«Торгуешь дочкой, Иван Иванович», – твердил он беззвучным шепотом. И фраза эта вела его коридорами пассажа, заставила резко повернуть к Никольской и направиться в Охотный к Ланину.
Рыбник выболтал все сразу. Его грубая язвительность искала немедленного выхода.
– Морда желтая, злая, стало быть, все известно. Поздравляю, упустил девочку. Ну, да баба с возу – кобыле легче. Ты человек незадумчивый.
– Незадумчивый? – повторил Григорий Васильевич. –
Посмотрим.
И он покинул лавку, нарочно не простившись, чтобы видели, как он глубоко, возвышенно страдает. Горечь до краев наполняла его. Его словно мучили лишением необходимого воздуха. Таким он явился к Людке. Та сидела у окна и чинила на грибе пятку чулка.
– Когда ты едешь на Кавказ с Бернштейном?
Первый звук его голоса, хриплый и неверный, удивил ее странной тоской. Ему все сообщили, – большая услуга.
Очевидно, обойдется без предварительных нудных разговоров. Лицо у него кривилось от отвращения. Небрежно причесанная, со сбитым пробором в прямых, сероватых волосах, бледная, с мутным взглядом, она казалась старой, нездоровой, может быть, от нее даже пахло лихорадочным выпотом. И она улыбалась, довольная.
– Я разбогател не вовремя, – сказал Григорий Васильевич. – Дом сгорел.
А вдруг она пожалеет, что рано продалась Бернштейну?

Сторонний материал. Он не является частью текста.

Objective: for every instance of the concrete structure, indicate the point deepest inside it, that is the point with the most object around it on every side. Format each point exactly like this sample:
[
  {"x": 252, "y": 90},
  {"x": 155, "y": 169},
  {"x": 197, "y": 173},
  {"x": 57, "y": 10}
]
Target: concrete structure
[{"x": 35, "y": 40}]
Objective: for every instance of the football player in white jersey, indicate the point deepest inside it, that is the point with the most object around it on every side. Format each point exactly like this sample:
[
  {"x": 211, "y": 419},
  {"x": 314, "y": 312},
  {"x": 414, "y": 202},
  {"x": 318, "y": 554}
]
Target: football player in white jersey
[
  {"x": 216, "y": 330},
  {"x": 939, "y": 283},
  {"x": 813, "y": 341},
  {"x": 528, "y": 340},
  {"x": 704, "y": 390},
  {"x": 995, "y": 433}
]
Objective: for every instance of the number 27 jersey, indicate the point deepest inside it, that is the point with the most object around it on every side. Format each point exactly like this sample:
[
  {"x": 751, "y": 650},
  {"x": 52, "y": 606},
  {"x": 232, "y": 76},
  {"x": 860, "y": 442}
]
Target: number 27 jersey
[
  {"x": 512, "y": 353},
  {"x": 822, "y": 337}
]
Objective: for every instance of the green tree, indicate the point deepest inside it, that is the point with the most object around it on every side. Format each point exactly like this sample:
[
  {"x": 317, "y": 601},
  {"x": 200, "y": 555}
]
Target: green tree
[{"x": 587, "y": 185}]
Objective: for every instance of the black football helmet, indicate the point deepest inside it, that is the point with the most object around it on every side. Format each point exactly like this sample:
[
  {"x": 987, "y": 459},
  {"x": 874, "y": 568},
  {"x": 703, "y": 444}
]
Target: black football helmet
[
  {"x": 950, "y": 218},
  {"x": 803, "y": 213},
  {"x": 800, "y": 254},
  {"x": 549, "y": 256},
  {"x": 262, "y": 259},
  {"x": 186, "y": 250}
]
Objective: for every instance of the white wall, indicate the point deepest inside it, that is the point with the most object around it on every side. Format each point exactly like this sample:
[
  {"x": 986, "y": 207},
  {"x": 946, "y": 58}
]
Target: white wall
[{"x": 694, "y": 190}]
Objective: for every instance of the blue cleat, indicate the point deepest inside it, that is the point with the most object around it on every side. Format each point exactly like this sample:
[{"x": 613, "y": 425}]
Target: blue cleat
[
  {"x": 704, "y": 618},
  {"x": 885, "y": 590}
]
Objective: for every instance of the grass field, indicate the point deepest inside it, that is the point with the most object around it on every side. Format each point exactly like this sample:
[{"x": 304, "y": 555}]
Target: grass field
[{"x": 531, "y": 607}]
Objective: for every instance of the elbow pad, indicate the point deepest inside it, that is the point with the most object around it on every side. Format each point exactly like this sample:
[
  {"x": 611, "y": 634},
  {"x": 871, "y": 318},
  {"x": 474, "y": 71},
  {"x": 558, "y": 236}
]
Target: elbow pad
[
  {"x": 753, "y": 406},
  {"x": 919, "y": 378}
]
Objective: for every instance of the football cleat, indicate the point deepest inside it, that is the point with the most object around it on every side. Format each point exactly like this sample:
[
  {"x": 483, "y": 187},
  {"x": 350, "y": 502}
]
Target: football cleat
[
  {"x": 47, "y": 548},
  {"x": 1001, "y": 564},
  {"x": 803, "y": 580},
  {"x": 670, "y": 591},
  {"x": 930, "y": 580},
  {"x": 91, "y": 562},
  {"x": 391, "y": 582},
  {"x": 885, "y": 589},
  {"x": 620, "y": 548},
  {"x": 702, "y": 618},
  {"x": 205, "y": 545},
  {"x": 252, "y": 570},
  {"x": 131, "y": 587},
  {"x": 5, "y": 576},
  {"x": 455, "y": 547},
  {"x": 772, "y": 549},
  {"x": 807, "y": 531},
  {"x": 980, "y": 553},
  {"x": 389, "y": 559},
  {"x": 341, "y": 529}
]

– Это хорошо, что мы так спокойно расходимся, – опять начал он деланно-веселым тоном. – Очень хорошо и свободно. Теперь ясно: мы никогда не любили друг друга, а была только страсть, телесное влечение.
И уже готовился соврать, что женится на своей двоюродной сестре, девятнадцатилетней красавице, но Людка прервала его насмешливо:
– Может быть, у тебя и было телесное влечение. А у меня – ни настолечко.
И осеклась. Он странно вздохнул, почти вспыхнул.
– Не говори так! Мы больше не увидимся.
Неожиданная злоба накатила на него. Игривый блеск кокетливой комнаты померк, словно ее наполнило пылью.
И в этот полумрак глухо и непоправимо сорвалось:
– Вы расправились со мной. Я пойду с повинной!
(Людка поднялась со стула). Ты не бойся, я могу все взять на себя.